Much like Welcome to Nightvale, I feel like a lot of people have forgotten just how big and influential Yuri on Ice was. It fully broke into the mainstream. It was everywhere. Evgenia Medvedeva, the top female figure skater in 2016 and 2017, had YOI plushies thrown to her on the ice and wore a Victuuri tshirt to an interview. Japanese pair skaters Miu Suzaki and Ryuichi Kihara skated to the YOI theme at the fucking Pyeongchang 2018 Olympics. The Olympics. Canadian ice dancer Joseph Johnson did the ‘J.J. Style’ hand symbol in the kiss and cry. Johnny Weir made me cry by talking about how he wished the homophobic world of figure skating he experienced could have been more like the kinder world of Yuri on Ice.
There were cameos and references to it everywhere. Everyone was talking about it. People who had never watched anime were watching it. It was so big it crashed Crunchyroll and Tumblr. Twice. And all that for what was at its core, a queer love story that helped pave the way for more queer stories to come.
It aired in Japan in a midnight/1 am timeslot. It was a 12 episode limited series. And it was still absolutely huge in Japan two, three, four years later.
Yūri's hometown of Hasetsu was modelled on the real town of Karatsu in Saga Prefecture.
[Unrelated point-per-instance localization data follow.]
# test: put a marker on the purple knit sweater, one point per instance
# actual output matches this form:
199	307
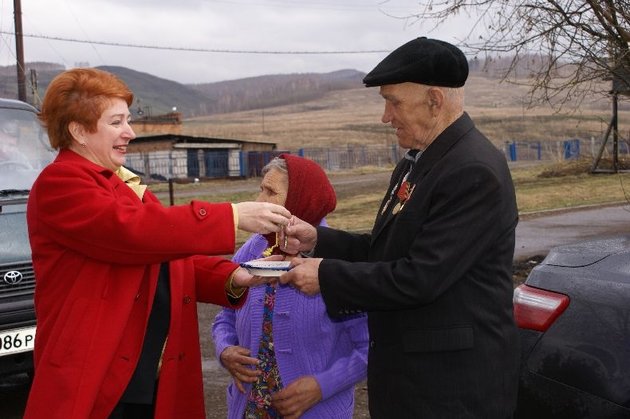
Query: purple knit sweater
306	340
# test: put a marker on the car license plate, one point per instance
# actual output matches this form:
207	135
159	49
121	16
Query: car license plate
17	340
I visited in 2019, and there was Yuri on Ice stuff ALL OVER the town. Everyone knew about it. There were standees in Karastsu-jō. The onsen that Yū-topia was modelled on was bursting with memoriabilia.
Mizuno, a Japanese sportswear brand that sponsors some of the country's top skaters, made replicas of Yūri's training gear. All of their flagship stores put out displays for Yūri's canon birthday in November—even most recently in 2022.
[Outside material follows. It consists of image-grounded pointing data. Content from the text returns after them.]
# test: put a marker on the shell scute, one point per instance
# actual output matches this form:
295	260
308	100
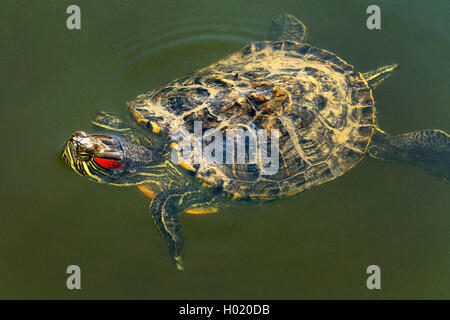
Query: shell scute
322	109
I was fortunate enough to go to Yūri on Concert in 2018. Coincidentally, I went to the show that was livestreamed. Y'know, the one where they announced Adolenscent on Ice. The middle-aged lady sitting next to me had been to the show three times.
Over the winter of 2018/2019, the entire series was screened at major cinemas over a three-week period in January. Each screening I went to was packed.
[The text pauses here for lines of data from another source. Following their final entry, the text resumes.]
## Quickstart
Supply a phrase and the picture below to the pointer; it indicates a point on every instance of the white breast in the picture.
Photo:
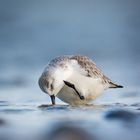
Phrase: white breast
(89, 87)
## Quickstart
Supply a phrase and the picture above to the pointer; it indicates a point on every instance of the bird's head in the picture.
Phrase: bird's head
(51, 84)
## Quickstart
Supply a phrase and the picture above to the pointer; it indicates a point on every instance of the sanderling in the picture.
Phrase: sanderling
(75, 80)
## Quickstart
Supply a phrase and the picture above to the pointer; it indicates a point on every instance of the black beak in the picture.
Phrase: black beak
(53, 99)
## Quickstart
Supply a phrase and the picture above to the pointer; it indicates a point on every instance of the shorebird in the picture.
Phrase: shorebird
(74, 79)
I also went to the Yūri on Ice exhibition that was hosted by LOFT Umeda (and in other places around the country). They had full-life replicas of the costumes. Replicas of the medals. A gallery of animation cels and handdrawn frames. Photo ops. A pop-up shop where I spent so much they gave me a copy of all three free-with-purchase posters.
One of my students once saw the charm on my phone, and correctly identified it as Yūri Katsuki, even though she had never watched the show, even though it was the most generic looking black-haired anime boy charm ever (the outfit was his one from the ED theme, i.e., plain black sportswear. He didn't even have his glasses).
Japan is not a country that, politically, is very welcoming or inclusive of queer people. I was nervous to live there, because I felt like I would have to put my queer identity on hold, that I would have to mute myself. But I met amazing queer people in Japan whom I still think of as family. And the whole-hearted embrace of Yūri on Ice, of an unashamedly queer love story based around one of the most popular sports in the country, made me feel like my heart was overflowing.
It aired on a middle-of-the-night timeslot. And everyone knew about it. In Japan.
My queer experience in Japan was astonishing, and not entirely predicated on Yūri on Ice. But it would be a bald-faced lie to say that Yūri on Ice wasn't something that significantly contributed to my life there in an entirely positive way.